Dozens of units in the United States, Europe and the Pacific ultimately will stand down, according to a statement from Gen. Mike Hostage, the commander of the Air Force's Air Combat Command.
The move involving jets assigned to fighter, bomber, airborne warning and other squads aims to ensure that remaining units can maintain sufficient readiness through the remainder of the fiscal year, which ends September 30.
The cuts impact operations and maintenance, which must be implemented in part by flying approximately 45,000 fewer training hours through that period.

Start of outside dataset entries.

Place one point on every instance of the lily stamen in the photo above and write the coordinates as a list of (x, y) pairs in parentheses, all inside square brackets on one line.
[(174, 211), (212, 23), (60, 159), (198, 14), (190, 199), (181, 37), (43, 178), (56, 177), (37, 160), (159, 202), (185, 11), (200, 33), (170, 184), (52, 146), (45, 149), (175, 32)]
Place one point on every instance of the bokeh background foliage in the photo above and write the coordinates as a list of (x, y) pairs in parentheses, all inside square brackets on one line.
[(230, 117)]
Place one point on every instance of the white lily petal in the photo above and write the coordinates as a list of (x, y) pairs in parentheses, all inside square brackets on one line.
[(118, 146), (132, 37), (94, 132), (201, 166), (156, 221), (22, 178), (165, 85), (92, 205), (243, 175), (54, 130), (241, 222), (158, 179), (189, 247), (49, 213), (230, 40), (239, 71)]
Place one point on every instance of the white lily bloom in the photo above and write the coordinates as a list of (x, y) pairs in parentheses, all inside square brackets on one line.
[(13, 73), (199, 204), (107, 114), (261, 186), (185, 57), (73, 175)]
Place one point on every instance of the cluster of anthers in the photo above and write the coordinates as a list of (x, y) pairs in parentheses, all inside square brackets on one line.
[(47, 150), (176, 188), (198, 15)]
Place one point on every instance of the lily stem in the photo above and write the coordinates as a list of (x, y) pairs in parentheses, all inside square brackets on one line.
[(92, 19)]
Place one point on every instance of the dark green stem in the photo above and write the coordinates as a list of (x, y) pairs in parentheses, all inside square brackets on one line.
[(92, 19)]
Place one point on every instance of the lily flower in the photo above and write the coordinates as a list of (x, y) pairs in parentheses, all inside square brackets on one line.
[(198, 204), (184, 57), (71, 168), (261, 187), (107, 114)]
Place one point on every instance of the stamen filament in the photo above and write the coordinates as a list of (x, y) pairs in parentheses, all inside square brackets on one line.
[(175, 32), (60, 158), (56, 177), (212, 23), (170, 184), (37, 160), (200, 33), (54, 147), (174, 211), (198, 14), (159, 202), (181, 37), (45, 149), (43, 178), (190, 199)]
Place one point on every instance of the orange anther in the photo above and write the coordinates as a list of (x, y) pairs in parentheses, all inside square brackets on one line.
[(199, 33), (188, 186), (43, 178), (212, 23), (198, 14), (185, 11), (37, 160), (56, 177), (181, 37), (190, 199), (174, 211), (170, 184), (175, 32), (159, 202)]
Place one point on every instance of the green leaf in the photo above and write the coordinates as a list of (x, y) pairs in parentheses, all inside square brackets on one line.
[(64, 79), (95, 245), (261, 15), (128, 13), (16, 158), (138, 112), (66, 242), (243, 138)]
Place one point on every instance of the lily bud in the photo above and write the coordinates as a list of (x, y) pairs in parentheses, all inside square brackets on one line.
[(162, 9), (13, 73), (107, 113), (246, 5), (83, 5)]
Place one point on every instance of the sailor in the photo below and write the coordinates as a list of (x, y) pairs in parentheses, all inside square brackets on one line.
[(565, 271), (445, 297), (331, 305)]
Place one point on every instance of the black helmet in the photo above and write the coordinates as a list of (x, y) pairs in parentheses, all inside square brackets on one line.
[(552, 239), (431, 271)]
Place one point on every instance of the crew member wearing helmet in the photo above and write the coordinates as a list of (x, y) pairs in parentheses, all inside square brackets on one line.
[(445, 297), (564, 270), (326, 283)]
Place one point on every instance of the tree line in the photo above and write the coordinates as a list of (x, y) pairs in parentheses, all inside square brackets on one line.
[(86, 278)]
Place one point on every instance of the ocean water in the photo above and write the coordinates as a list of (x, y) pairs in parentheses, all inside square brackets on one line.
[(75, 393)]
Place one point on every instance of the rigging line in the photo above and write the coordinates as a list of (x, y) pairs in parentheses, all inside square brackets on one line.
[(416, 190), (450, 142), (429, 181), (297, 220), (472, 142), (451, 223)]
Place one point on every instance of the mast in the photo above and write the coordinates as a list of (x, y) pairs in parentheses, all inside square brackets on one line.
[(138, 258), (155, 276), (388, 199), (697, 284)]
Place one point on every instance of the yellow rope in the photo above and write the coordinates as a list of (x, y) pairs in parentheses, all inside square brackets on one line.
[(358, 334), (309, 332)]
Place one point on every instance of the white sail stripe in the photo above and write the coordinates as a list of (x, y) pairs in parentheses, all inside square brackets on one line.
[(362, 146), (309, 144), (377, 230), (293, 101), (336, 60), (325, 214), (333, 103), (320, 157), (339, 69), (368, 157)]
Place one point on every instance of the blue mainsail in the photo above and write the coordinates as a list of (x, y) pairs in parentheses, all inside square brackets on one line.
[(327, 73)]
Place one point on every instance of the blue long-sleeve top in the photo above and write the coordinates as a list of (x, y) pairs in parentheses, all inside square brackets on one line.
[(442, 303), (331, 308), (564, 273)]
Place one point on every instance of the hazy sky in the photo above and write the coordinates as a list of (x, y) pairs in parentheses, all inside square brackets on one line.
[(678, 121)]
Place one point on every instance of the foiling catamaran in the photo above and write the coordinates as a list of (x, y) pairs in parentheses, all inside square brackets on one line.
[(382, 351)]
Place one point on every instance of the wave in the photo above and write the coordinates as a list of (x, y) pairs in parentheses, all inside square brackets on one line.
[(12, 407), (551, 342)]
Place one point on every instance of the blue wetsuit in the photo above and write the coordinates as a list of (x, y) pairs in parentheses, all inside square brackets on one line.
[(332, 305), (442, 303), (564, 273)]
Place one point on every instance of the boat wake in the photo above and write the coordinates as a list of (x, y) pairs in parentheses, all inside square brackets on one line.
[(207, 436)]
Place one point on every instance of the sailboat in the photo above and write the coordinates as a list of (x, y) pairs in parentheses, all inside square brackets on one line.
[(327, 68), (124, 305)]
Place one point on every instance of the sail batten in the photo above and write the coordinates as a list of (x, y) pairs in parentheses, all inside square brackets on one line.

"We must implement a tiered readiness concept where only the units preparing to deploy in support of major operations like Afghanistan are fully mission capable. Units will stand down on a rotating basis so our limited resources can be focused on fulfilling critical missions," Hostage said.
"The current situation means we're accepting the risk that combat air power may not be ready to respond immediately to new contingencies as they occur," he said.
The Pentagon is expected to absorb about half of the $85 billion in sweeping budget cuts, called sequester, that resulted from the inability of Congress to reach a deal on deficit reduction.
The Defense Department had warned the cuts could threaten readiness. It is also expected to furlough civilian employees and cut contracts to meet the budget target.
Separately, the Navy on Tuesday announced it was canceling all the air shows its Blue Angels Flight Demonstration Squadron had scheduled for the rest of the year.
The Navy action follows the Air Force's April 1 announcement that its Thunderbirds team would not perform again this year.
Some units currently deployed, including A-10s, B-1s, F-16s and F-22s, will stand down after they return from their deployments. Others were grounded on Tuesday. The action will also impact certain Air Force Reserve and Air National Guard A-10 and F-16 squadrons.
"We're entering uncharted territory in terms of how we've had to take this year's cuts and make adjustments to mitigate the most serious impacts," Hostage said. "Remaining as mission-ready as possible for combatant commanders is our priority, and we're prioritizing spending to ensure this imperative is met."
Units that stop flying will shift their emphasis to ground training. They will use flight simulators to the extent possible within existing contracts, and conduct academic training to maintain basic skills and knowledge of their aircraft.